As usual, my wife hates the picture I took of her. I took this as a candid. She was hot, as it was 105* outside, and she was lifting up her hair to cool off. What do you think? I like it.


----------



## AlexL (Aug 12, 2010)

she looks great. I don't see a lot to hate. But the pose can be better


----------



## score04w (Aug 12, 2010)

The pic looks good, except for the placement of her right arm.  I think its takes away from the pic.


----------



## TMWallace (Aug 12, 2010)

score04w said:


> The pic looks good, except for the placement of her right arm.  I think its takes away from the pic.




agreed.

I say drop the right arm and you've got a great shot. very beautiful.


----------



## Derrel (Aug 12, 2010)

Yup...drop the right arm...she looks fine...her pose could be better, but she looks fine.


----------



## eric-holmes (Aug 12, 2010)

It was a candid. I didn't actually pose her. Thanks for the compliments.


----------



## kundalini (Aug 12, 2010)

The harsh shadows are not your friend. You obviously used an off camera flash since she is in the shade. Methinks it could've been toned down a bit. The crop at the knee joints are not the best idea. Above or below a joint but not AT a joint. Pose is mediocre..... a cell phone in hand would give context. 

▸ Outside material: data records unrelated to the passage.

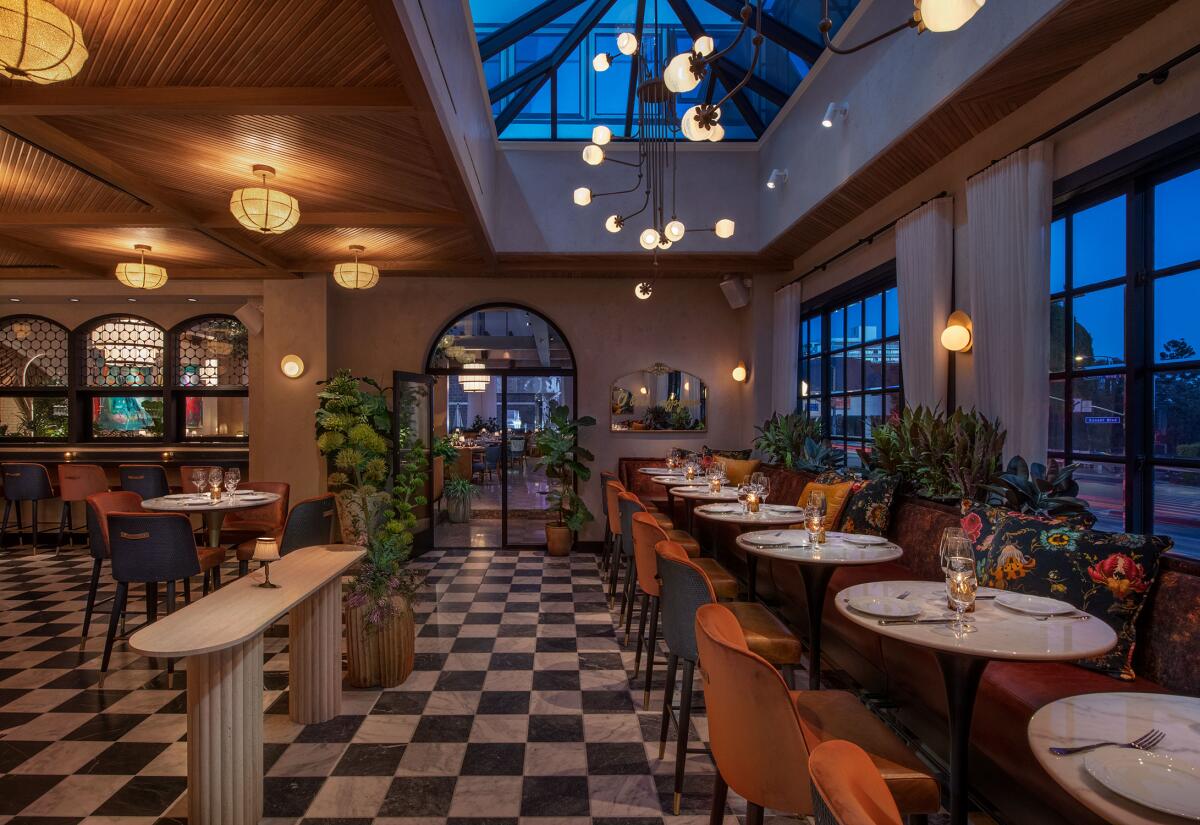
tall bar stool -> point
(761, 733)
(24, 482)
(147, 480)
(311, 522)
(99, 506)
(150, 548)
(687, 589)
(850, 790)
(76, 483)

The BW conversion is very neutral...... missing the contrast. The blown out water competes from the subject IMO.


----------



## Idahophoto (Aug 12, 2010)

Pose is a bit off I think, but I don't hate it. Just would of done it a bit differently


----------



## eric-holmes (Aug 12, 2010)

Does everyone pose their candid subjects?


----------



## kundalini (Aug 12, 2010)

eric-holmes said:


> Does everyone pose their candid subjects?

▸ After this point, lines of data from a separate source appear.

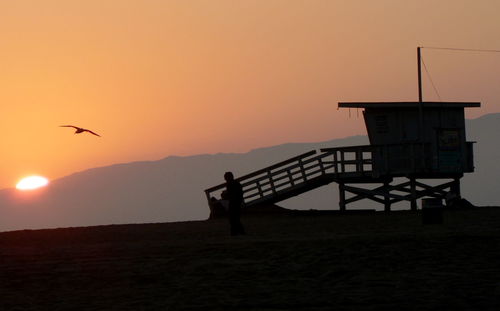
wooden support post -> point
(413, 192)
(341, 197)
(455, 187)
(387, 200)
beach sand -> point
(371, 261)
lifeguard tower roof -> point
(409, 104)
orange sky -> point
(159, 77)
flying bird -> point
(80, 130)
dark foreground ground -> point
(336, 262)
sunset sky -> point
(158, 78)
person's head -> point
(228, 176)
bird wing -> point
(92, 132)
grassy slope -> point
(349, 262)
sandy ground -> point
(337, 262)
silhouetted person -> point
(234, 192)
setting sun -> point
(32, 182)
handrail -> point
(279, 164)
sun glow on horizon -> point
(32, 183)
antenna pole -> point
(419, 66)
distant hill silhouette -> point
(171, 189)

 It's patience and timing.  So I guess the answer is yes.

But didn't you set up a flash for this shot?  How candid is that?


----------



## eric-holmes (Aug 12, 2010)

The flash was on the hotshoe.


----------



## kundalini (Aug 12, 2010)

eric-holmes said:


> The flash was on the hotshoe.


 My bad... now I get it.  The shadows looked to be 30 to 45° camera left.  If you had the hot shoe flash mounted and turned the camera in portrait orientation, a similar result can be had.


----------



## eric-holmes (Aug 12, 2010)

Yes, I had it tilted slightly up and away.


----------



## javier (Aug 14, 2010)

I like the first image, but would have liked to have seen more context to the right of her. Nice image and pretty wife


----------



## PerfectlyFlawed (Aug 14, 2010)

I agree with the rest of them. If her right arm was lowered itd be a really great shot. Its not horrible. The right arm is just... in the way lol.

Nothing to hate...  very pretty lady  I like the B&W version better for this shot.


----------